Redfall review - A bit of a mess, but not without its pleasures
The October Country.
I'm a fan of the Chickering safe house. I'm glad I unlocked it. The fast travel is handy, but also it's just a nice kind of place to hang out. Not sure about the floor-to-ceiling stars-and-stripes on one wall, but the flag got less creepy, at least, once I moved in close and discovered that what I'd taken to be a string of bulletholes across the middle of it actually resolved into a chain of Christmas lights once the textures had loaded in. Elsewhere, big fridges, med kits and ammo, sleeping bags covered with the odd spray of discarded playing cards. Throw in a bean bag and a copy of Rumours and I never want to leave.
But those fridges. That large metal sink. Wait a minute! What did this place used to be?! A doctor's office? A morgue? Actually, the answer lay on a sideboard, below some voguish honeycomb shelving. Cake stands, all of them empty, and cake dishes with those glass covers that make them look like bell jars. This was a cake store! One look at the hand-drawn map on another wall all but confirmed it. I was smack in the middle of what had once been a little shopping district, with stores and a brewery for neighbors on either side. When I walked outside I saw an area where there had once been tables and chairs, perhaps, and a sign still up: the Fruit Fly Smoothie Bar! Mmmm! And also Yuck, obv. Because that's Redfall.

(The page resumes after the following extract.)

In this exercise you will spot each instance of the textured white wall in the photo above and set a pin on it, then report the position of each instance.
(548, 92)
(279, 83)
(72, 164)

I have thought about this smoothie bar a lot over the last few days, the smoothie bar that was then overturned to create a makeshift shelter during a vampire apocalypse. So much of this confounding game about a small town overtaken by bloodsucking horrors is wrapped up in the layers I've found here in this smoothie bar, I think. There's the ammo and the med kits, but also the dual nature of the bar itself - the sense at first that it might be a nice family-run cake shop followed by the reveal that, no, it was almost certainly a naff influencer smoothie joint filled with minted people drinking activated walnut water, no doubt, and taking pictures of their frappes for Insta. Those honeycomb shelves suddenly made a lot more sense, I can tell you. And the name - Fruit Fly - is perfect. 'Fruit'! Mmm! Oh, and 'Fly'.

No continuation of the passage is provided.